The start of each new year is a great time to sit down and take a look at how your investment portfolio is performing and where your money should be placed for the best possible returns over the next 12 months and beyond.
The sensible approach is to spread your cash around so that you can take advantage of more than one opportunity and improve your potential of making an overall gain, even if some investments don’t perform as well as expected in the shorter term.
A good example of a top investment strategy would be to consider a ULIP investment, as this offers you a combination of life protection along with the chance to enjoy potential profits with this savings-orientated Unit Linked insurance plan.
Here are some investment suggestions for 2020 and beyond.
Multiple investment choices
With a ULIP (Unit Linked Insurance Plan) you have the peace of mind that comes with life cover combined with maturity benefits as you will have the option to withdraw the fund value on maturity in installments.
You also have the ability to hone your investment strategy to your own preferences by choosing funds such as an Emerging Leaders Equity Fund or a Growth Plus Fund, for example.
Take the easy route
If you are an investing novice or anxious about getting things wrong you might want to consider investing in a combination of mutual funds or index funds.
Mutual funds and index funds are a basket of stocks and bonds that have either been put together by the fund manager or an index fund will track a market index.
Either way, it takes an element of the investment decisions out of your hands but allows you to take advantage of professional guidance and opinions.
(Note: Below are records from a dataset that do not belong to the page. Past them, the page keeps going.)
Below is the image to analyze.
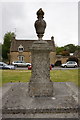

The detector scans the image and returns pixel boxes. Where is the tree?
[2,32,15,60]
[64,44,76,53]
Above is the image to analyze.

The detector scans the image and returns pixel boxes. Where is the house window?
[18,55,24,61]
[18,45,24,52]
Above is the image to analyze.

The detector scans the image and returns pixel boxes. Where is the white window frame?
[18,55,24,61]
[18,45,24,52]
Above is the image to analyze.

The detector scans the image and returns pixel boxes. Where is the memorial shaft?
[28,9,53,97]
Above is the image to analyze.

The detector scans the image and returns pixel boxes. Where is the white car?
[0,62,15,70]
[61,61,78,68]
[12,61,31,67]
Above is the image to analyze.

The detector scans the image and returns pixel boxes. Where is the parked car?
[61,61,78,68]
[12,61,31,67]
[0,62,15,70]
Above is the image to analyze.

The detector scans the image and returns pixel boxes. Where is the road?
[16,67,80,70]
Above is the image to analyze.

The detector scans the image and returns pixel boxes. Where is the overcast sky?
[0,0,78,46]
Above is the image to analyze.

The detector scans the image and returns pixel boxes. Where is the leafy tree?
[2,32,15,60]
[56,44,80,56]
[64,44,76,53]
[56,47,64,55]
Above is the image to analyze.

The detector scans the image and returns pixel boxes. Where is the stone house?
[10,37,56,64]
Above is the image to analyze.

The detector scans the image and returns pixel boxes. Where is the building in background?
[10,37,56,64]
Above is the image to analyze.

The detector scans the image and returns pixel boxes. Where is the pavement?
[2,82,80,118]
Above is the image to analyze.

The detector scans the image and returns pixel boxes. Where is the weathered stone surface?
[29,41,53,97]
[2,82,78,118]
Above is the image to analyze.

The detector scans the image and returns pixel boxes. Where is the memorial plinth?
[29,41,53,97]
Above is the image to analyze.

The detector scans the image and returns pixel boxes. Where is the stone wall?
[10,52,56,64]
[10,52,31,63]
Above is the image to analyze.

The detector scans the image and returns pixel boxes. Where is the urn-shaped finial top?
[36,8,44,19]
[34,8,46,40]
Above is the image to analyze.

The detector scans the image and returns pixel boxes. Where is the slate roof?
[10,39,55,52]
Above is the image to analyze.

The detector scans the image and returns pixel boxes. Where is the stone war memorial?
[2,8,79,120]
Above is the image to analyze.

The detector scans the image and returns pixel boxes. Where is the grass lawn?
[0,69,80,86]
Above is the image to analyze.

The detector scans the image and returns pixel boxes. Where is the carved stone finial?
[34,8,46,40]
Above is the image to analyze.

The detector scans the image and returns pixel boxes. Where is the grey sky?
[0,0,78,46]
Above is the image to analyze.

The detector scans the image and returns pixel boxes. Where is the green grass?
[50,69,80,86]
[0,69,80,86]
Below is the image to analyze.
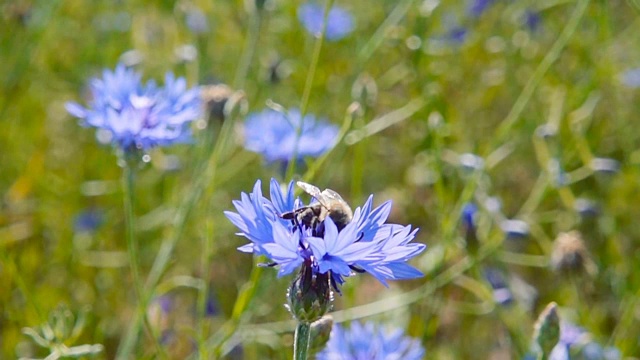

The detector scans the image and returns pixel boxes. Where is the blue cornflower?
[523,9,542,32]
[244,109,338,162]
[225,179,426,291]
[298,3,354,40]
[317,322,425,360]
[461,203,478,228]
[66,64,201,151]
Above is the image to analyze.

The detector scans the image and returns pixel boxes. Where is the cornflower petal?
[317,321,425,360]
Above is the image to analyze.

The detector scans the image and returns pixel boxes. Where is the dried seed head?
[551,230,597,275]
[200,84,233,121]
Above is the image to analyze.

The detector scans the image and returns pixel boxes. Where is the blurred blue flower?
[66,64,201,151]
[467,0,495,17]
[620,68,640,88]
[523,9,542,32]
[225,179,426,291]
[462,203,478,228]
[317,322,425,360]
[298,3,354,40]
[244,109,338,162]
[549,322,622,360]
[445,26,469,44]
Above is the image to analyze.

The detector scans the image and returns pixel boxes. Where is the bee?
[280,181,353,230]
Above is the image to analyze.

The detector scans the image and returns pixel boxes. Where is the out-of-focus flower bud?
[551,230,597,275]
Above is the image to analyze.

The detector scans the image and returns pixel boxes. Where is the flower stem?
[293,321,311,360]
[285,0,334,179]
[233,4,262,89]
[118,159,164,358]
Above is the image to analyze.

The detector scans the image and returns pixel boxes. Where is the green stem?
[122,164,142,316]
[285,0,334,179]
[118,161,165,359]
[293,322,311,360]
[233,8,262,89]
[489,0,590,149]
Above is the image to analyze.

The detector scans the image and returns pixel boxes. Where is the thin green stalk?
[0,247,47,324]
[213,258,264,358]
[121,159,163,356]
[122,164,142,320]
[118,160,166,359]
[489,0,590,153]
[197,210,214,359]
[293,322,311,360]
[233,8,262,89]
[285,0,334,179]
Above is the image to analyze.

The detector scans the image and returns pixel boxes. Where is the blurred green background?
[0,0,640,359]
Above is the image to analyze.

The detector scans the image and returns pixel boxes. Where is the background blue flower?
[298,3,354,40]
[317,322,425,360]
[66,64,201,150]
[244,109,338,162]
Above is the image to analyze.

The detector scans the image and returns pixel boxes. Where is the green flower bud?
[533,302,560,359]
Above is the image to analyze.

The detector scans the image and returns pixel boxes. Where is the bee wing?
[296,181,322,201]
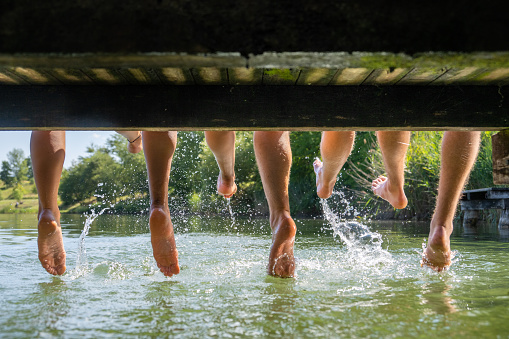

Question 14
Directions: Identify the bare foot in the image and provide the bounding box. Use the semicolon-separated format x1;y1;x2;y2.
313;159;337;199
421;226;451;272
371;176;408;209
37;209;65;275
217;172;237;198
267;217;297;278
149;208;180;277
127;133;143;153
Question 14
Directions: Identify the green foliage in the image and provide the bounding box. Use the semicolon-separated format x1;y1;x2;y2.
38;132;492;219
466;132;496;190
0;160;14;186
288;132;321;215
10;183;25;201
7;148;28;183
60;149;121;205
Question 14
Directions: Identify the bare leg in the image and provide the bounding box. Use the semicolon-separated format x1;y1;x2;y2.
143;132;180;277
205;131;237;198
313;131;355;199
117;131;143;153
253;131;297;278
422;131;480;272
30;131;66;275
371;131;410;208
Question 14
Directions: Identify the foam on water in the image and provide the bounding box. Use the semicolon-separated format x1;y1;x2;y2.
71;207;109;279
320;192;393;267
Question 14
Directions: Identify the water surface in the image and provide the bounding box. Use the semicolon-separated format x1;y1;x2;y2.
0;215;509;338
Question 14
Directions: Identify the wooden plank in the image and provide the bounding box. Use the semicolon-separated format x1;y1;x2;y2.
0;70;26;85
363;68;410;86
82;68;128;85
297;68;338;86
330;68;373;85
477;67;509;86
262;68;300;86
46;68;93;85
491;129;509;185
118;67;161;85
4;67;61;85
430;67;483;86
155;67;194;85
191;67;228;85
228;67;263;86
396;67;447;86
0;85;509;131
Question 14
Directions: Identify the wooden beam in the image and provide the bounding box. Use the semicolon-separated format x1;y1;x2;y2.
0;85;509;131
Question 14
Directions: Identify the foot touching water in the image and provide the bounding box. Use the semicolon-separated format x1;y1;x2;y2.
217;172;237;198
421;226;451;272
149;208;180;277
313;159;336;199
37;209;66;275
267;217;297;278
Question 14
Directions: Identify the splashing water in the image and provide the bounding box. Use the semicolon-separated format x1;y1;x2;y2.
320;192;392;266
226;198;237;230
75;207;109;276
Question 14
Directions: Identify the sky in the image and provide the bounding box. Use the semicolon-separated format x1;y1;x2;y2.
0;131;116;168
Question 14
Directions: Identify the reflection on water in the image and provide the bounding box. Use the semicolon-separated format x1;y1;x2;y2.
0;211;509;338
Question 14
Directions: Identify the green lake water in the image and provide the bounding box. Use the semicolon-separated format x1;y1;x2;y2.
0;205;509;338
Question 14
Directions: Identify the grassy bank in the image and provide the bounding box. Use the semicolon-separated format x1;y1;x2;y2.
0;181;38;214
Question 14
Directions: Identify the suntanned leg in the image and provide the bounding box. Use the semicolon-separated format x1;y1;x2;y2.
117;131;143;153
30;131;66;275
205;131;237;198
143;132;180;277
253;131;297;278
371;131;410;208
422;131;481;272
313;131;355;199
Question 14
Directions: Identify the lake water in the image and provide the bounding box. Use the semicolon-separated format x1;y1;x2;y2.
0;209;509;338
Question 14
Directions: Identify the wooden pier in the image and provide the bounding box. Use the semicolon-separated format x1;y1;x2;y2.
460;187;509;232
0;0;509;130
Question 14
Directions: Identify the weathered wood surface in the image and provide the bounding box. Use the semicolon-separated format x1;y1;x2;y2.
0;52;509;86
0;0;509;55
491;129;509;185
0;85;509;130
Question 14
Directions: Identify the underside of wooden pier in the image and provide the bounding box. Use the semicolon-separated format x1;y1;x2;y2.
0;0;509;130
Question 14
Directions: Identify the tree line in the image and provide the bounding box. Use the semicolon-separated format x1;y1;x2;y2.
0;132;493;219
0;148;33;201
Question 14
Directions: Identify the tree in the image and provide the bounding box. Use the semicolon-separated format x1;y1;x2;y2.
11;182;25;201
7;148;28;183
60;149;120;204
0;160;13;186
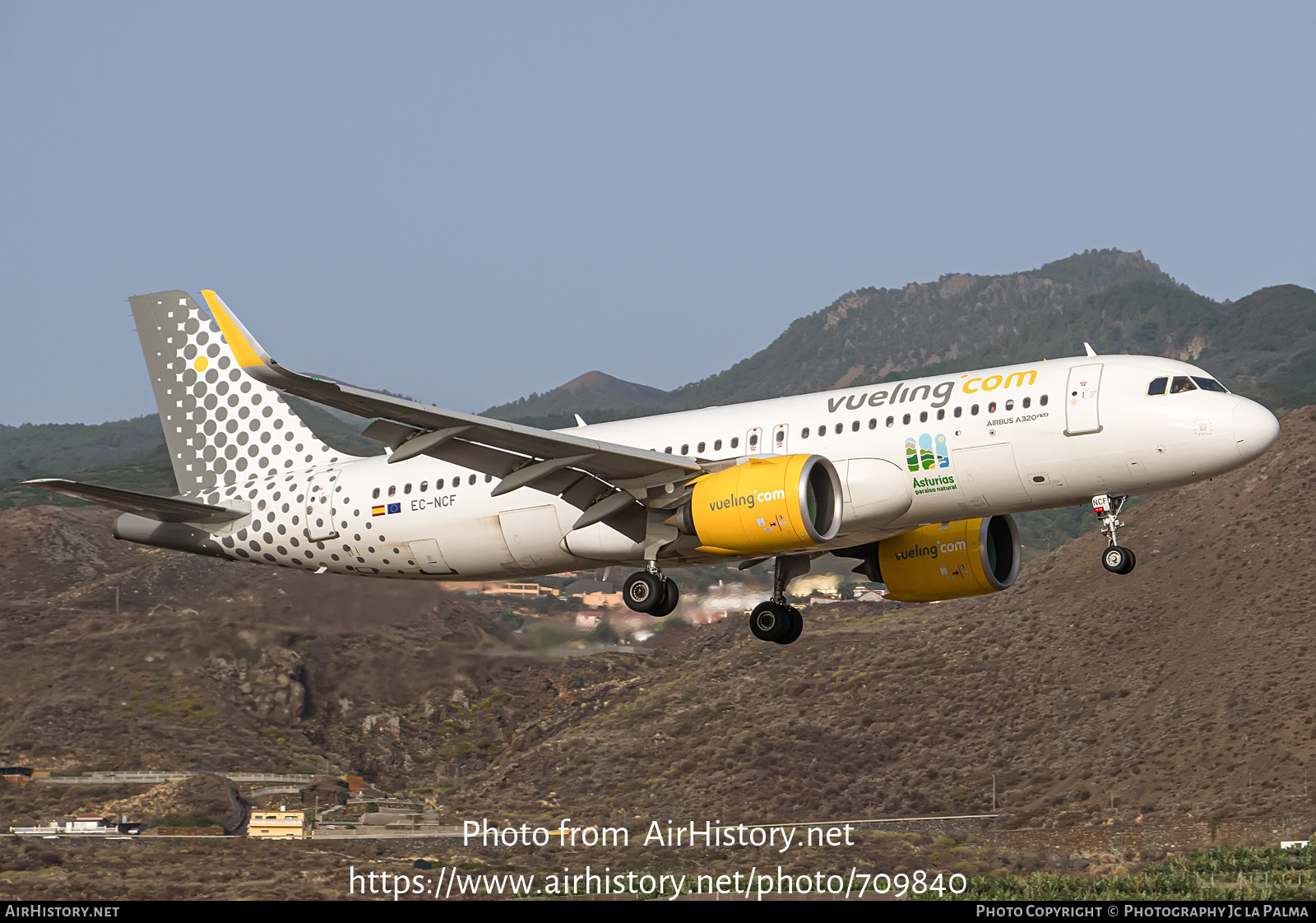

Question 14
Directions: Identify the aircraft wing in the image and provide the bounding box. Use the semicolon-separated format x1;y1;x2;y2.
202;291;708;535
22;478;252;522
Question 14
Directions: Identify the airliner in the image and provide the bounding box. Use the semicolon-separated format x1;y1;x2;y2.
26;291;1279;644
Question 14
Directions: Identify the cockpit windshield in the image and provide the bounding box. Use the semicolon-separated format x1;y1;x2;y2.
1147;375;1229;395
1193;375;1229;394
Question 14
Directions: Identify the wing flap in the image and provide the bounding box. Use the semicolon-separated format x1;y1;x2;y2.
22;478;252;524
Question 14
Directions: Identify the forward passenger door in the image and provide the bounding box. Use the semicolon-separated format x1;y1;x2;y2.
1064;362;1101;436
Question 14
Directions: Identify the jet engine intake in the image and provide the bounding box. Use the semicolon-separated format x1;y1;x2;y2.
857;515;1018;603
669;454;842;557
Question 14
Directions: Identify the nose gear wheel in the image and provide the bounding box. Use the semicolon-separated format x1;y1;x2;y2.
1092;494;1137;574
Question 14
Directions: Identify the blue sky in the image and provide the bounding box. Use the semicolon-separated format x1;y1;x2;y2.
0;0;1316;424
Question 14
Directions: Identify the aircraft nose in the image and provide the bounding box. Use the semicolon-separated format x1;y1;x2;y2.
1235;397;1279;461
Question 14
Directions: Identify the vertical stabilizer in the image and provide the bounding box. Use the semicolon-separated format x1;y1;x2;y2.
127;291;342;494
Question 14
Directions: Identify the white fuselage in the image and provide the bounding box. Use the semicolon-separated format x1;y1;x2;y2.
183;355;1278;579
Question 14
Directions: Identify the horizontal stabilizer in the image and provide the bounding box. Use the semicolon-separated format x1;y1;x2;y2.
22;478;252;522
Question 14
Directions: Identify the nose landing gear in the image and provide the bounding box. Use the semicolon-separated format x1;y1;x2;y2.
748;555;809;644
1092;494;1138;574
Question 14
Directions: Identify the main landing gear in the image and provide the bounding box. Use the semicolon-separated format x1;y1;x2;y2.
1092;494;1138;574
748;555;809;644
621;561;680;618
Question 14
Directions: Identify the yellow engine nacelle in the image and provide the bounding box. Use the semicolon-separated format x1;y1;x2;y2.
676;456;841;557
877;515;1018;603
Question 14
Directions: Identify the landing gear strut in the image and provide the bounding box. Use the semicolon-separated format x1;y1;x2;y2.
748;555;809;644
621;561;680;618
1092;494;1138;574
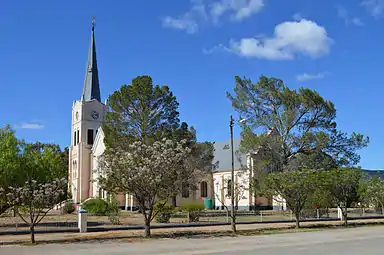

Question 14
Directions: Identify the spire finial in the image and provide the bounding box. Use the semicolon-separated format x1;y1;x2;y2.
92;16;96;31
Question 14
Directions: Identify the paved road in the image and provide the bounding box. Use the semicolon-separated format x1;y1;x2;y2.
0;227;384;255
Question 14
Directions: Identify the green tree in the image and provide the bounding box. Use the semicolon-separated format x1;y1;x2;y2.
364;175;384;214
6;178;67;243
0;125;24;215
103;76;180;148
227;76;369;171
321;168;362;226
100;138;191;237
0;125;68;214
103;76;213;209
265;170;317;229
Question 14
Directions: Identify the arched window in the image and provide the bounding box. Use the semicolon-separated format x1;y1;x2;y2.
227;180;232;197
200;182;208;197
181;183;189;198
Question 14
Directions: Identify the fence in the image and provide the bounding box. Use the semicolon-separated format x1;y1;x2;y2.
0;208;384;234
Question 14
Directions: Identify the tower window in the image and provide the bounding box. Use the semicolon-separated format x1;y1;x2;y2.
227;180;232;197
181;183;189;198
87;129;93;145
200;182;208;197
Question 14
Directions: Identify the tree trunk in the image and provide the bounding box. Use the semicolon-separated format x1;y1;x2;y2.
231;217;236;233
295;213;300;229
144;219;151;238
29;224;36;243
344;203;348;227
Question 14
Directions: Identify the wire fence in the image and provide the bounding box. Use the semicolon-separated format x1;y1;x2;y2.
0;208;384;233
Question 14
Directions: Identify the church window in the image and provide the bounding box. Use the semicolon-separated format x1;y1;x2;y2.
87;129;93;145
200;182;208;197
181;183;189;198
227;180;232;197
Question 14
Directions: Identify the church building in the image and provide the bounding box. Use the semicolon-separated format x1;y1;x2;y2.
68;22;271;210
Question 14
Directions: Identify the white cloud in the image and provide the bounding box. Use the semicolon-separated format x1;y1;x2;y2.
15;123;44;129
163;0;206;34
163;14;199;34
337;6;364;26
361;0;384;18
162;0;264;34
351;17;364;26
210;0;264;21
213;19;332;60
296;72;328;81
292;12;304;21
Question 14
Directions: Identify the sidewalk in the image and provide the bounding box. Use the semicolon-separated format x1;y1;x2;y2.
0;219;384;245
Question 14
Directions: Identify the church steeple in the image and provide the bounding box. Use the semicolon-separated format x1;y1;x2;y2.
81;19;101;102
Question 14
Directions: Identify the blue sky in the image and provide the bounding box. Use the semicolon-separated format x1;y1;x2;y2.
0;0;384;169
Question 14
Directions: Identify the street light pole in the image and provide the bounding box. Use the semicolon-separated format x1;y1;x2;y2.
229;115;236;232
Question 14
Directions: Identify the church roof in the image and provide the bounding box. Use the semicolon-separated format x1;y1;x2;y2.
213;138;247;171
81;21;101;102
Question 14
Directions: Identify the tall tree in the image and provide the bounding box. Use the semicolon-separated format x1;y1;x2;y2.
6;178;67;243
103;76;213;202
321;168;362;226
227;76;369;171
0;125;24;215
360;174;384;214
100;139;191;237
265;170;316;228
103;76;180;147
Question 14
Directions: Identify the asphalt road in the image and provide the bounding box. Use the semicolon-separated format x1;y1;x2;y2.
0;227;384;255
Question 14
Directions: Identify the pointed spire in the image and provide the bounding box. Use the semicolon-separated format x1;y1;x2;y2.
81;18;101;102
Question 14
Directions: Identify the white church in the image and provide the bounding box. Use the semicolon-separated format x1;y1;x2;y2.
68;24;284;210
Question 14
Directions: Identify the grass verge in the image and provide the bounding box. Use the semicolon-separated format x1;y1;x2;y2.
0;221;384;246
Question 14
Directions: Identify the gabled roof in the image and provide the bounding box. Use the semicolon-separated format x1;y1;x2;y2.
213;138;247;171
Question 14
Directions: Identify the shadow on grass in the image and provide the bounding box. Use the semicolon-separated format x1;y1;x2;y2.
6;222;384;246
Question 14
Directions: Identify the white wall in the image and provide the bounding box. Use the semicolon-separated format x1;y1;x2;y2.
213;170;249;210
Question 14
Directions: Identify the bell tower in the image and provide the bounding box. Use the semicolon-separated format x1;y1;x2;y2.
68;20;106;202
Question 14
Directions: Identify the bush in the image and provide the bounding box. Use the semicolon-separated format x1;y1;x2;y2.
181;202;204;222
107;199;120;225
63;201;75;214
83;198;109;216
154;203;175;223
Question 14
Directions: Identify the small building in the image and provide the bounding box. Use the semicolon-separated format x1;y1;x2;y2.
212;139;272;210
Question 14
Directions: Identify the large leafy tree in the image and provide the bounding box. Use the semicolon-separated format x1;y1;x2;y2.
103;76;180;147
227;76;369;171
0;125;24;215
264;170;317;228
103;76;213;201
100;138;190;237
6;178;67;243
0;126;68;214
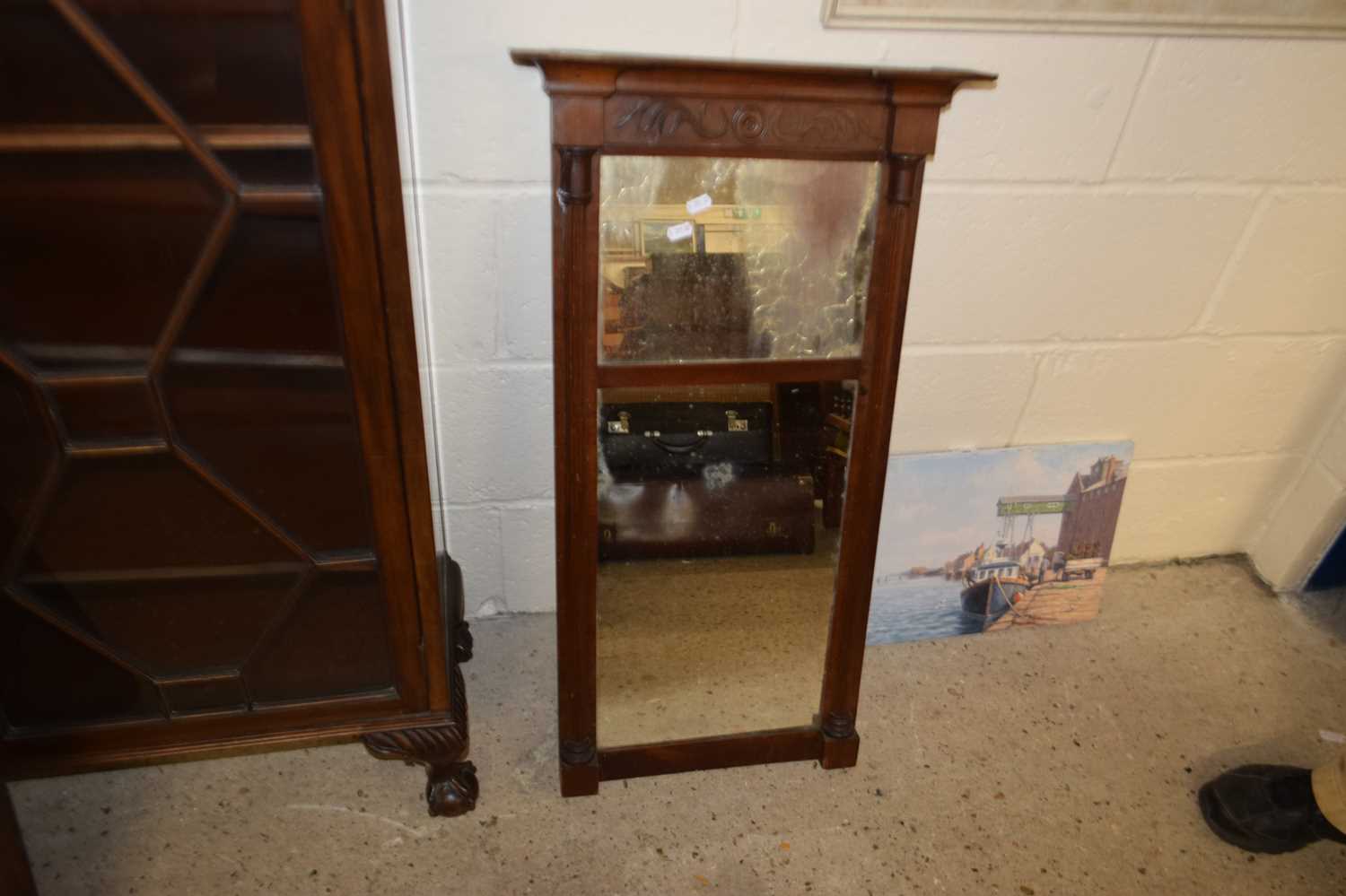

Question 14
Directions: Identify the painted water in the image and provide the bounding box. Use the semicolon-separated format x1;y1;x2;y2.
864;576;987;645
Choose the right investment platform
Aside from getting your investment picks right in order to maximize returns, it is also sensible to talk to a professional about how and where to invest your money in the most tax-efficient way possible.
Start the year with a review of this aspect of your investing.
Stay diversified
It is all very well staking your cash on a bundle of technology stocks, for instance, but if that sector takes a downturn your whole portfolio is going to underperform.
Check how diversified your portfolio is and try to spread your investments around a combination of sectors and opportunities to improve your chances of making a positive return across a range of different investment vehicles.
Regular monthly contributions work
One of the potential issues with investing a lump sum of money is the possibility of getting your timing wrong, meaning you could put your cash in at a time when the stock is overvalued and could fall back to a more attractive price.
When you make regular monthly contributions you stand to gain overall because you will be buying at different prices each month, averaging out to a better gain in the long run in many circumstances.
Make 2020 a great year for your money and consider talking to an investment professional to ensure that everything you are doing is keeping you on track for a better financial future.